Ode To The Light Bulb

Katy Grimes: Say goodbye to the incandescent light bulb, designed by Thomas Edison in 1879 and perfected by General Electric in 1906.

The Washington Post reported today, “The last major General Electric factory making ordinary incandescent light bulbs in the United States is closing this month marking a small, sad exit for a product and company that can trace their roots to Thomas Alva Edison’s innovations in the 1870s.”

A 2007 “energy conservation” measure passed by Congress set standards requiring a ban of the traditional incandescent light bulb, by 2014. The problem is that the new government standards are so high that the traditional incandescent bulbs won’t be allowed. Thank you Al Gore.

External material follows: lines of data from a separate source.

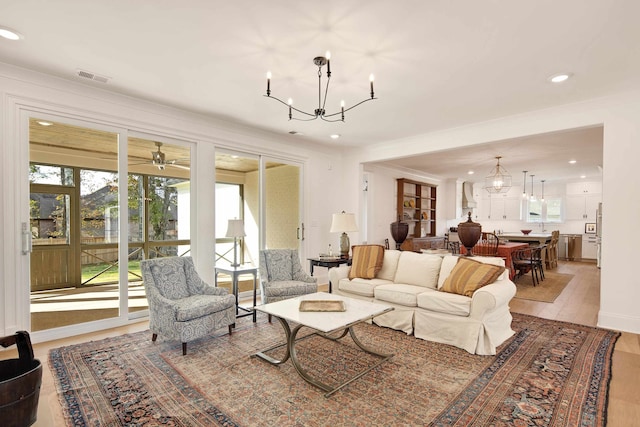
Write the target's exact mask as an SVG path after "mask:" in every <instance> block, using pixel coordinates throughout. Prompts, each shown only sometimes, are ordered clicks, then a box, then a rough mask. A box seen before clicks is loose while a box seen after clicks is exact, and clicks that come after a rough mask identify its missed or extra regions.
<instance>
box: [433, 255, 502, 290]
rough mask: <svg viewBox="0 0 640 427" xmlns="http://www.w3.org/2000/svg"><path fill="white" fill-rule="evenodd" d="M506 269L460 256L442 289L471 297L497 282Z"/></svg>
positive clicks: (447, 278)
mask: <svg viewBox="0 0 640 427" xmlns="http://www.w3.org/2000/svg"><path fill="white" fill-rule="evenodd" d="M504 270H505V268H504V267H499V266H497V265H491V264H486V263H482V262H479V261H474V260H473V259H471V258H466V257H460V258H459V259H458V262H457V263H456V266H455V267H454V268H453V270H452V271H451V274H450V275H449V277H447V279H446V280H445V281H444V284H443V285H442V288H441V289H440V290H441V291H443V292H450V293H453V294H459V295H465V296H468V297H470V296H472V295H473V293H474V292H475V291H476V290H477V289H480V288H481V287H483V286H486V285H488V284H490V283H493V282H495V281H496V279H497V278H498V277H499V276H500V275H501V274H502V273H503V272H504Z"/></svg>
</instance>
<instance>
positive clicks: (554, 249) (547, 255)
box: [545, 230, 560, 268]
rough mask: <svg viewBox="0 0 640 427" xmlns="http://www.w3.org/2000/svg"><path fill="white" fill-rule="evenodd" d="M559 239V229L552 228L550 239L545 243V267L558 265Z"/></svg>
mask: <svg viewBox="0 0 640 427" xmlns="http://www.w3.org/2000/svg"><path fill="white" fill-rule="evenodd" d="M559 241H560V231H559V230H554V231H552V232H551V241H550V242H549V244H548V245H547V254H546V257H545V263H546V265H547V268H556V267H558V242H559Z"/></svg>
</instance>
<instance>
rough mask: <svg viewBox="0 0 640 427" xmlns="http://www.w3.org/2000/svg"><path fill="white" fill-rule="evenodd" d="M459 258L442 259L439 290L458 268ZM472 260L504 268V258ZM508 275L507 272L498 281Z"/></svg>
mask: <svg viewBox="0 0 640 427" xmlns="http://www.w3.org/2000/svg"><path fill="white" fill-rule="evenodd" d="M458 258H460V257H457V256H446V257H444V258H443V259H442V265H441V266H440V275H439V276H438V289H440V288H442V285H444V281H445V280H447V277H449V274H451V270H453V267H455V266H456V263H457V262H458ZM471 259H473V260H474V261H480V262H483V263H485V264H491V265H497V266H500V267H504V266H505V265H504V258H499V257H484V256H474V257H472V258H471ZM507 274H509V273H508V272H507V271H506V270H505V272H504V273H502V275H500V276H499V277H498V278H497V279H496V280H502V279H505V278H506V276H507Z"/></svg>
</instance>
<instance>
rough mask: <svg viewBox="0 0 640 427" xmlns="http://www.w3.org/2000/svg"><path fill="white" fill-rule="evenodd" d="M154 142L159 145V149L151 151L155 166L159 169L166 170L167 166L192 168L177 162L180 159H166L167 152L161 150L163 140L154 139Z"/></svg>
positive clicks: (179, 167)
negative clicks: (156, 140) (180, 164)
mask: <svg viewBox="0 0 640 427" xmlns="http://www.w3.org/2000/svg"><path fill="white" fill-rule="evenodd" d="M154 142H155V144H156V146H157V147H158V151H152V152H151V163H152V164H153V165H154V166H155V167H157V168H158V169H159V170H164V169H165V167H166V166H174V167H176V168H180V169H185V170H190V169H191V168H190V167H189V166H184V165H179V164H178V163H177V162H179V161H180V159H174V160H166V158H165V154H164V153H163V152H162V151H161V150H160V147H162V142H158V141H154Z"/></svg>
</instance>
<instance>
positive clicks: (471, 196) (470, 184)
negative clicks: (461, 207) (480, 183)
mask: <svg viewBox="0 0 640 427" xmlns="http://www.w3.org/2000/svg"><path fill="white" fill-rule="evenodd" d="M476 206H478V204H477V203H476V201H475V200H473V182H468V181H465V182H463V183H462V210H465V209H473V208H475V207H476Z"/></svg>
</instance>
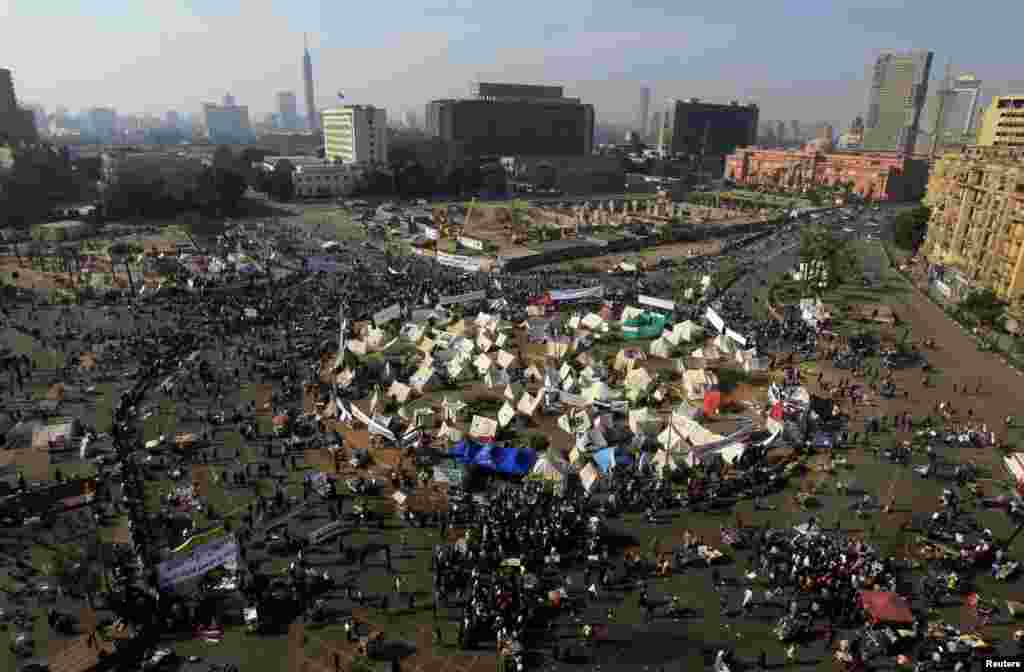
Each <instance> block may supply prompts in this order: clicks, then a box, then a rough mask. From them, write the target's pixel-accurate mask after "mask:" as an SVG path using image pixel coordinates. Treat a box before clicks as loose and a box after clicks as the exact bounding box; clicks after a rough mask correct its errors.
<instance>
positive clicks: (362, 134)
mask: <svg viewBox="0 0 1024 672" xmlns="http://www.w3.org/2000/svg"><path fill="white" fill-rule="evenodd" d="M322 121H323V130H324V157H325V158H326V159H327V160H328V161H331V162H341V163H367V164H375V163H387V149H388V146H387V140H388V138H387V112H386V111H385V110H383V109H382V108H375V107H373V106H344V107H342V108H334V109H331V110H325V111H324V113H323V119H322Z"/></svg>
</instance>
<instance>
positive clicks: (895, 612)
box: [860, 590, 913, 623]
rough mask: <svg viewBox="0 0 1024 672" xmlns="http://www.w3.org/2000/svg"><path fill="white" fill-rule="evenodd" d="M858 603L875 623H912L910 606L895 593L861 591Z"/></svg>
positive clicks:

The law has already forced most Americans to switch to the annoying, buzzing, flickering and dim “more efficient” bulbs – made in China.

Politicians promised that moving to green technology would stem declining manufacturing industries, and many would be saved if only green tech was embraced. But as is the case with any government-forced and heavily subsidized industry, even the light bulb industry now uses China to manufacture the new U.S. government-approved light bulbs. GE originally thought it could make a quick buck on the news energy efficient bulbs, but eventually closed that division a few years ago.

A big problem with the new bulbs is disposal. Rarely do we hear about the hazmat disposal risks when one of the new energy efficient bulbs has to be changed or (gasp) breaks. How you dispose of them? We are repeatedly told not to just throw them away. Do we call in the hazmat crew? What if the cat or dog walks through the broken bulb and tracks mercury throughout the house?

The only disposal answer I found was this from the EPA:

  • Have people and pets leave the room, and don’t let anyone walk through the breakage area on their way out.
  • Open a window and leave the room for 15 minutes or more.
  • Shut off the central forced-air heating/air conditioning system, if you have one.
  • Carefully scoop up glass pieces and powder using stiff paper or cardboard and place them in a glass jar with metal lid (such as a canning jar) or in a sealed plastic bag.
  • Use sticky tape, such as duct tape, to pick up any remaining small glass fragments and powder.
  • Wipe the area clean with damp paper towels or disposable wet wipes. Place towels in the glass jar or plastic bag.
  • Do not use a vacuum or broom to clean up the broken bulb on hard surfaces.
  • Wash your hands after disposing of the jars or plastic bags containing clean-up materials.

There are more instructions on the EPA website.

Nothing can replace the free market – not even an act of Congress. And now it’s lights out for the American light bulb — and the final 200 GE factory workers about to apply for unemployment.